As you may have noticed, the last few marching band shows have been down right amazing. Perhaps you aren’t quite the band enthusiast, but you can still appreciate what Nathan Stark, the Spirit of the West marching band director, manages to create year after year.
The marching band’s most recent show, “Dragons,” featured music from “Game of Thrones” and “How to Train Your Dragon.” To create this show, band members marched into the shape of a dragon growing from an egg to an adult before the grand finale — fighting a human knight. The wonderful dragon that the band creates then defeats the human opponent in battle.
Their next show for the rest of this season is titled Space Music. This show includes music from “2001: A Space Odyssey,” “The Final Countdown,” Flash Gordon and even a little “Star Wars,” which was the basis of the show to begin with.

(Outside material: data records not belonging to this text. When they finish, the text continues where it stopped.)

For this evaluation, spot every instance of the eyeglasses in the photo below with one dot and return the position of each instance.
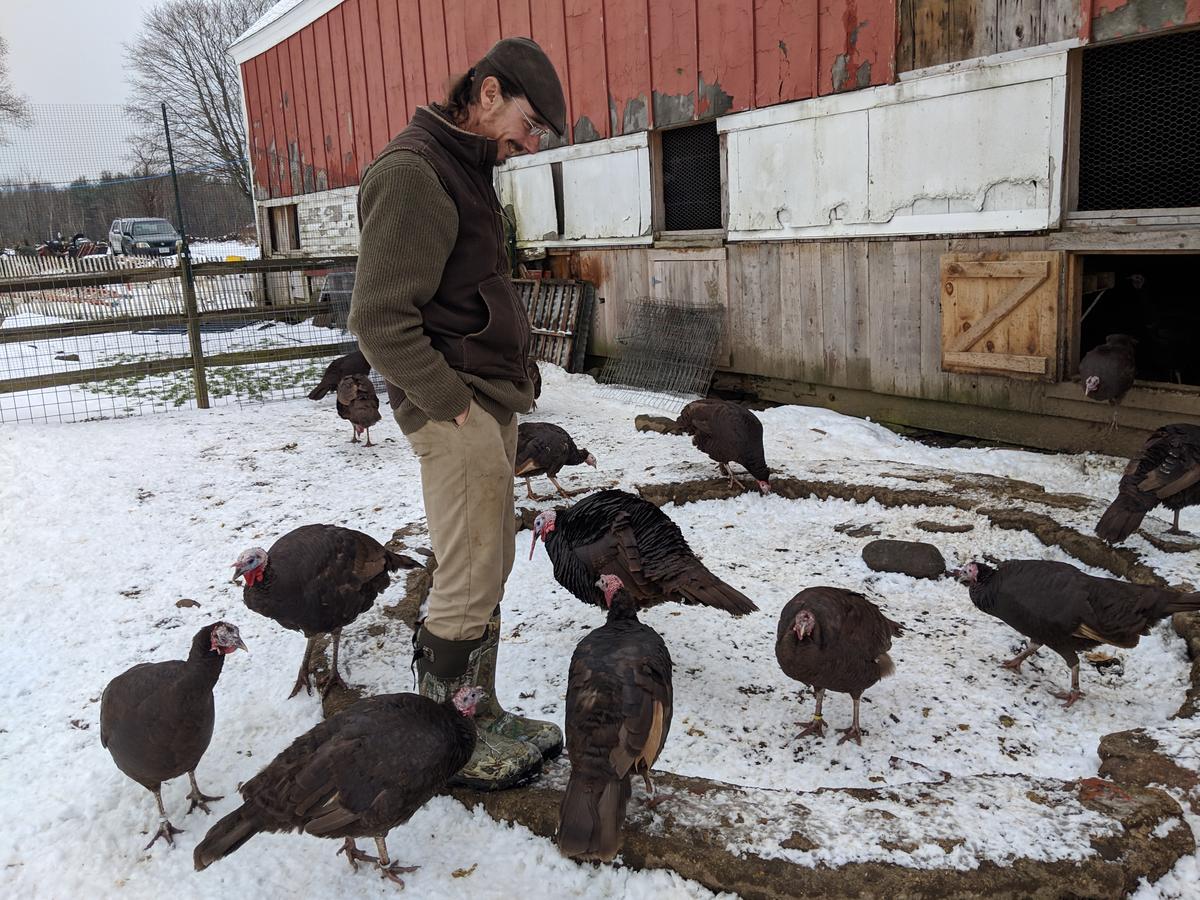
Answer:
(538, 131)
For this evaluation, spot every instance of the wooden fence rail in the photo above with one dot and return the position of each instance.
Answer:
(211, 294)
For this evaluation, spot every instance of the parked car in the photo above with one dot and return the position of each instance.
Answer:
(143, 237)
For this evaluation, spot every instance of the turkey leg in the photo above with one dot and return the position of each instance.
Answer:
(1015, 663)
(389, 870)
(353, 855)
(335, 677)
(166, 829)
(1074, 693)
(853, 732)
(817, 725)
(303, 678)
(198, 797)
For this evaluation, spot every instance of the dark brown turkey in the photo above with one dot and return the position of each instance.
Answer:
(317, 580)
(1108, 370)
(358, 774)
(1059, 606)
(1167, 472)
(156, 719)
(618, 533)
(833, 639)
(618, 714)
(353, 363)
(544, 449)
(727, 432)
(359, 405)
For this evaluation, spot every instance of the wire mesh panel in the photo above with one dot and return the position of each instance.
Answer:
(88, 345)
(94, 179)
(691, 178)
(1139, 133)
(667, 354)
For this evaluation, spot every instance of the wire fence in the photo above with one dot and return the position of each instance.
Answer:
(131, 340)
(75, 180)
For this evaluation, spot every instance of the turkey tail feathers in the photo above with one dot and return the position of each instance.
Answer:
(1185, 603)
(591, 817)
(226, 837)
(1120, 520)
(702, 587)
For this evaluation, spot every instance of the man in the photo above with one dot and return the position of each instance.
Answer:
(437, 316)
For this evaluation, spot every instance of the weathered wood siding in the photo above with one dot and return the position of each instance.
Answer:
(859, 315)
(322, 102)
(936, 31)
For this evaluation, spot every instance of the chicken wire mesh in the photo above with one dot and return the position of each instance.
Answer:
(81, 346)
(95, 179)
(1139, 132)
(691, 178)
(667, 354)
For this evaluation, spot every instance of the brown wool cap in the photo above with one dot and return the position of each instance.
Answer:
(523, 63)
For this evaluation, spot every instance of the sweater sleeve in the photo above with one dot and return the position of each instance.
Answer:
(408, 228)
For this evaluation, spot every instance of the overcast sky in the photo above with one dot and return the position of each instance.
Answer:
(69, 52)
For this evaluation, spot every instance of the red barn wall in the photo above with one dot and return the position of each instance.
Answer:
(323, 102)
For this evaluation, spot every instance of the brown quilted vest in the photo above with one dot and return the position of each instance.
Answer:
(475, 318)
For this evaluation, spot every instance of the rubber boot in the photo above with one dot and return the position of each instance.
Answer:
(498, 762)
(491, 715)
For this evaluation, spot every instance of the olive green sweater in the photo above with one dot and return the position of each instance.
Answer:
(408, 228)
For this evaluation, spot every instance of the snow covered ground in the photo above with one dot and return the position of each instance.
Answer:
(107, 525)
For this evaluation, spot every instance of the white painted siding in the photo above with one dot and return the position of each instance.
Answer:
(606, 193)
(972, 150)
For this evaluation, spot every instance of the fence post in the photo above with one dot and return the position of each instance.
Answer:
(191, 309)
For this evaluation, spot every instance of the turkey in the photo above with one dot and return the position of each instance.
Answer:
(156, 719)
(1108, 370)
(353, 363)
(1168, 473)
(727, 432)
(544, 449)
(618, 533)
(317, 579)
(835, 640)
(618, 714)
(359, 405)
(357, 774)
(1059, 606)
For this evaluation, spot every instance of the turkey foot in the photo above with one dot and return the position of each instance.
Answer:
(333, 681)
(389, 870)
(852, 733)
(393, 873)
(198, 797)
(1069, 696)
(353, 855)
(816, 726)
(1015, 663)
(167, 831)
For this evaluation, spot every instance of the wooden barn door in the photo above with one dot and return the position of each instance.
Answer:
(1001, 313)
(697, 277)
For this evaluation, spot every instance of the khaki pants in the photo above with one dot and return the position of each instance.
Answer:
(467, 483)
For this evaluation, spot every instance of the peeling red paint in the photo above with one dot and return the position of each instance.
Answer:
(627, 65)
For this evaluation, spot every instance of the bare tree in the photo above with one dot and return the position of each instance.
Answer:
(13, 107)
(180, 57)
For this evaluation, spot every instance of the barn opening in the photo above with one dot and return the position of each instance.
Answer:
(691, 178)
(1139, 129)
(1153, 299)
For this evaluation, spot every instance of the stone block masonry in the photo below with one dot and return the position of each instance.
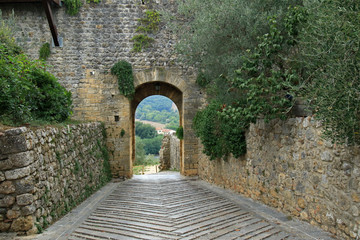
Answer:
(46, 172)
(94, 40)
(290, 167)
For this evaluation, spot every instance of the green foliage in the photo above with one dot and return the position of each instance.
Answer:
(158, 109)
(77, 167)
(220, 136)
(106, 174)
(27, 91)
(180, 133)
(44, 51)
(149, 24)
(148, 160)
(151, 145)
(141, 41)
(282, 50)
(259, 88)
(139, 151)
(216, 34)
(145, 130)
(72, 6)
(329, 63)
(123, 71)
(122, 133)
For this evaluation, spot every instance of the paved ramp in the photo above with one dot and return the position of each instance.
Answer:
(172, 207)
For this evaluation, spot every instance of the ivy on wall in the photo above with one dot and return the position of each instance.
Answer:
(149, 24)
(261, 87)
(44, 52)
(73, 6)
(124, 73)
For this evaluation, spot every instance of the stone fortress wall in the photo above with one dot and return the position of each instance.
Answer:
(44, 173)
(93, 41)
(290, 167)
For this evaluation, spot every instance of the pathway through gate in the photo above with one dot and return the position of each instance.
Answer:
(170, 206)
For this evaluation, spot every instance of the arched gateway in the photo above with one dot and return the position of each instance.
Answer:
(182, 91)
(98, 98)
(92, 42)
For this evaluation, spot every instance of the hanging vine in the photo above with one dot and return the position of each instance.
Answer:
(149, 24)
(123, 71)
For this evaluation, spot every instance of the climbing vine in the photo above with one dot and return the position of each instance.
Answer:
(149, 24)
(123, 71)
(180, 133)
(260, 88)
(72, 6)
(44, 52)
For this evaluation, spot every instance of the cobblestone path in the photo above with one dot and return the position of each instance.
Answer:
(171, 207)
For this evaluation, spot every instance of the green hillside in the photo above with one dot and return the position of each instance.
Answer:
(158, 109)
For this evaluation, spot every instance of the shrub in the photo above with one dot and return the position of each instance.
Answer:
(123, 71)
(44, 51)
(27, 91)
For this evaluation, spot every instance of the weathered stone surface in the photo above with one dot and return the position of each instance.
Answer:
(27, 210)
(22, 224)
(12, 214)
(25, 185)
(7, 187)
(24, 199)
(18, 173)
(4, 227)
(311, 179)
(68, 166)
(21, 159)
(7, 201)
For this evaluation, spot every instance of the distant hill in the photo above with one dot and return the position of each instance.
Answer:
(158, 109)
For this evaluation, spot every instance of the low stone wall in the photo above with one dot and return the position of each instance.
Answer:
(46, 172)
(170, 153)
(290, 167)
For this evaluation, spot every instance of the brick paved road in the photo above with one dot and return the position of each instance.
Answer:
(172, 207)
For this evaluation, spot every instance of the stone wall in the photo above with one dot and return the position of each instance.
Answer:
(46, 172)
(170, 153)
(290, 167)
(94, 40)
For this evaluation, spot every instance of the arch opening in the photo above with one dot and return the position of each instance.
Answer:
(146, 90)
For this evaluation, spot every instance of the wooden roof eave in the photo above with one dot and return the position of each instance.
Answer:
(48, 12)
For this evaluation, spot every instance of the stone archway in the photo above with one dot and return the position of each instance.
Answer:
(100, 100)
(181, 89)
(156, 88)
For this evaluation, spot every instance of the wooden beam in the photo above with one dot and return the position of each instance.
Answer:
(54, 33)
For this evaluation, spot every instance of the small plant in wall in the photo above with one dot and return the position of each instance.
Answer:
(72, 6)
(122, 133)
(180, 133)
(123, 71)
(149, 24)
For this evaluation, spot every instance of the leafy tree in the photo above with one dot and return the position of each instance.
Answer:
(145, 130)
(240, 48)
(27, 91)
(329, 65)
(157, 109)
(152, 145)
(139, 151)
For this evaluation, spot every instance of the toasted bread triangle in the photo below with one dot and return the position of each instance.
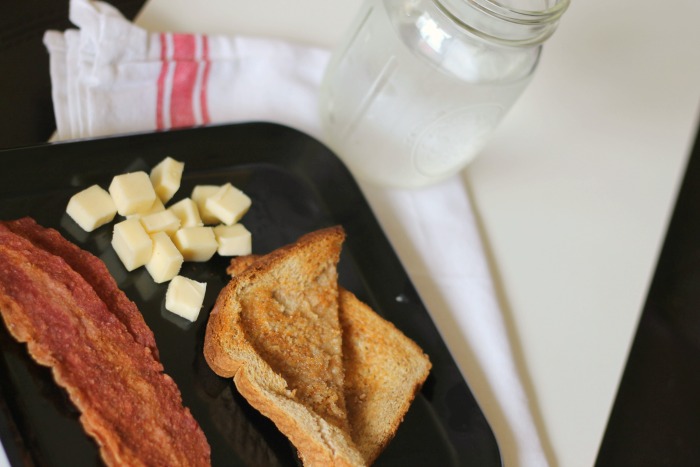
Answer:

Stark has a fascinating method for choosing and choreographing shows. His first show is always chosen by himself and Assistant Director Stephen Versaevel. The second show is at least partially chosen by the members of the band. The directors still have veto power, but Stark says he does his best to “meet the needs and desires of the members of the band” — a welcome change from many directors who prefer to do it all themselves.
Several band members said that they like this system and that it is always fun to work with the directors and find common ground. It is especially important to work together as a team, because the band has a very short time within which to rehearse both their music and their shows. Despite the limited time span, however, Stark is adamant that the Spirit of the West’s quality is on par with other universities in the U.S. — even bigger schools with larger bands. In fact, some say they are better than a fair few of those bands.
Stark has been writing drills (the show is commonly referred to as a drill by those in the band) since he was in college. He spent a summer learning the software choreographers use called Pyware, then began to write drills for rural high school bands. Stark eventually became skilled enough at creating these drills to write for his own college band. He has been writing ever since and frequently takes inspiration from drum and bugle corps.
Creating these shows and writing the drills for them is very complex, Stark said. The directors have both a lot and little artistic freedom. They are free because no one has ever told them that they cannot do something or that they have to do something else. However, they also have restrictions on that freedom because of limitations in what the band can actually pull off.
Audience members occasionally can be heard criticizing the band for not having more elaborate drills or moving faster. These people forget, however that the band has the task of playing their instruments, making sure the music sounds good as well as remembering the drill and where and when they need to move. They essentially have to be perfect where perfection cannot exist.
After having seen The Spirit of the West’s shows last year and “Dragons” this year, many students and community members alike are eagerly awaiting “Space Music,” which premieres at the home game on Saturday, Oct. 24.